Clients may object to paying more for add-on coverage, or balk at exclusions in their existing coverage. But, in the event of a disaster, Steen notes, “there are three words the client doesn’t want to hear, ‘it’s not covered’.” It will be up to insurers to get on the ball and decide where they are going to take e-commerce coverage, either through new covers, exclusions or add-ons, says Parisi. “We [insurers] are going to live or die by our own actions.”

Underwriting headache

Some insurer reluctance to jump into the cyber-risks market may be due to the difficulty in quantifying the risks involved, experts suggest. “How do you keep an actuarial soundness to the process?” asks O’Neill. With no historical data to rely on, “you have to make a lot of assumptions…pricing sometimes seems like a to z, in the extremes”. And insurers are more likely to look at covers for some industries than others, based on background knowledge of certain business.

One issue is that no one wants to talk about being hacked, and just how bad their losses were as a result. Companies do not want to discuss the nature of their claims for fear of revealing company secrets and security flaws, O’Neill says. There is “not a lot of knowledge out there on which to base [underwriting] decisions”.

“Actuaries like to drive by looking in the rearview mirror…but there’s no track record for this,” Parisi adds. “There’s no way to price this.” Insurers argue that companies with a web presence are in the business of publishing or broadcasting, excluding this activity from CGL coverage, he adds. Their case is that this kind of activity presents a completely different underwriting process than other corporate business, and there are not the same kind of controls in place to keep Internet companies in line as there are with other kinds of advertising.

Another issue is the difficulty in understanding losses in the cyber world. Most hackers don’t “steal” property or even damage it, they usually copy the information, Parisi points out. And most websites don’t “make money”, they are information/service oriented and do not conform to traditional ideas of loss revenue coverage.

Preventive medicine

If companies can not count on the insurance industry to address all of their cyber-risk needs, whether because of a drought in available products or because of a need to control risks and spend less on insurance, they are going to have to educate themselves in this new electronic world.
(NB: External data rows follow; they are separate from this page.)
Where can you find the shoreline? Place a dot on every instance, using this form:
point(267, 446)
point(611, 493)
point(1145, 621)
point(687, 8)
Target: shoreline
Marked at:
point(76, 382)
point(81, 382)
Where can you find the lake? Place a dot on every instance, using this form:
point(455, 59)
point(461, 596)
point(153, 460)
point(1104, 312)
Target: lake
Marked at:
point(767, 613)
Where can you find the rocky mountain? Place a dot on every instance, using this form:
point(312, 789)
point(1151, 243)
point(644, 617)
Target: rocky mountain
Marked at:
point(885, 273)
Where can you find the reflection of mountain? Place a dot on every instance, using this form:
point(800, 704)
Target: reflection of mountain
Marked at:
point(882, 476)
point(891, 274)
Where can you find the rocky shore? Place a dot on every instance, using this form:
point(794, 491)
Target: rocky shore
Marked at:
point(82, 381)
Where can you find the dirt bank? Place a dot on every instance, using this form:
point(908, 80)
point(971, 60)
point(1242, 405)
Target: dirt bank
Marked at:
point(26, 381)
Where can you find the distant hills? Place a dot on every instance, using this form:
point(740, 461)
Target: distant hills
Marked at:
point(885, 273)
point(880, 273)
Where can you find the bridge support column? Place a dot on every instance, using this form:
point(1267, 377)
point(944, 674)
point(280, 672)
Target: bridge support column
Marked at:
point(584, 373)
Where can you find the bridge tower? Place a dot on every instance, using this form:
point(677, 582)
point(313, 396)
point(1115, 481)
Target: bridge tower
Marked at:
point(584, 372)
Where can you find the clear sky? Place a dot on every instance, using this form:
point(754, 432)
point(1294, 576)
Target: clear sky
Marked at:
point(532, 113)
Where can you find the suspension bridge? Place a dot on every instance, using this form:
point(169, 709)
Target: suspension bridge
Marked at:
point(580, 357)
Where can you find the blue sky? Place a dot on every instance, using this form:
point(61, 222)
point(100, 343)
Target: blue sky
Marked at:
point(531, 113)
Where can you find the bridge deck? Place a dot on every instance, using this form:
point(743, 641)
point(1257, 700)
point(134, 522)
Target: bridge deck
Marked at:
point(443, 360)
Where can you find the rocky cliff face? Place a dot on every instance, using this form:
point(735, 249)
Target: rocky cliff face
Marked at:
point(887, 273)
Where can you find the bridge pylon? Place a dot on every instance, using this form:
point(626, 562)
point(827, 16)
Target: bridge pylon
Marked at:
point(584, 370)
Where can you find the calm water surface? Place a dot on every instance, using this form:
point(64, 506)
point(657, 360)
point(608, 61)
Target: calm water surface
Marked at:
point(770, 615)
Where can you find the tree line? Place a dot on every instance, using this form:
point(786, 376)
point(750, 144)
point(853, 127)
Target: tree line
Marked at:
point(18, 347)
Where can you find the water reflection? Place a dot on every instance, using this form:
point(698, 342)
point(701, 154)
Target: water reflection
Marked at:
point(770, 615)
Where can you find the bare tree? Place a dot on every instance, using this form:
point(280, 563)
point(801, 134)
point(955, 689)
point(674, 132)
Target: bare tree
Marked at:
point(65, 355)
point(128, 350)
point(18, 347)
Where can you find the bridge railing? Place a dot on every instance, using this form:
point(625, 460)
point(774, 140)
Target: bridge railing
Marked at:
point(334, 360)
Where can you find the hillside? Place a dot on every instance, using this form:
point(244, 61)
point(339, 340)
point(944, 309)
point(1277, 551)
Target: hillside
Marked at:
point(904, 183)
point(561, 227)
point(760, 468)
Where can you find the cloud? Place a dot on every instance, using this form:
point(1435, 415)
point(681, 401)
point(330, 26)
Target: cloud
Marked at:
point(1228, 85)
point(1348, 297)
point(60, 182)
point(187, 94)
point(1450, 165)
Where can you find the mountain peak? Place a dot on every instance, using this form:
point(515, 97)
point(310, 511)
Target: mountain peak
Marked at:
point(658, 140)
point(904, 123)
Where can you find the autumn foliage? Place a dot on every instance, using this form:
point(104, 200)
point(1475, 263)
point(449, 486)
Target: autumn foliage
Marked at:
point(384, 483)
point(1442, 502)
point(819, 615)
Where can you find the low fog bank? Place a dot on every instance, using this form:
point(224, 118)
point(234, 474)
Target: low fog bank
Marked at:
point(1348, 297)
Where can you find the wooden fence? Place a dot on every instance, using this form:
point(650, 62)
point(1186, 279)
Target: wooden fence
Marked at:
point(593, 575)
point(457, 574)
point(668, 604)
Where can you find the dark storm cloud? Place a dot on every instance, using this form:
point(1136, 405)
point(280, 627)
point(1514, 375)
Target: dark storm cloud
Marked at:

The needs created by the borderless, non-stop world of e-commerce dictate a higher level of attention. “You’re no longer safe with a simple property policy and CGL policy, or even an e&o policy,” says Parisi. “You need 24/7 service, because that’s when you’ll need loss prevention and emergency services [in the event of a problem].” Hackers and viruses do not work on a 9-to-5 basis and companies will need to set up round-the-clock response efforts in the event of a hit.

Steen argues that companies need to have set procedures in place to respond when a complaint or error occurs, before they end up in court or paying out money to disgruntled third parties. Websites in particular, he maintains, need to have a complaint mechanism in place. And companies need to keep strict records of any incidents, whether resulting in a claim or not, not only to promote a remedy for any problems, but also to offer as proof that the company is dealing with concerns in a good faith manner.

Companies need to look seriously at their security and privacy procedures in place with regards to online activity. O’Neill says that limiting access to the company website is much like limiting the number of keys given out for your building. Privacy audits, especially for new websites, should be encouraged, Carroll adds.

And while insurers will likely be offering more products to answer e-risk needs, Parisi suggests companies should be looking right now at how they can control these risks on a “minute-by-minute” basis. “Right now, it’s catastrophe coverage…that’s not good business.” Corporations should have the proper security and risk control procedures i
n place before they start buying insurance, and even before they have their e-commerce platforms in place. “You wouldn’t move in to a building before the sprinklers and fire alarms are installed.”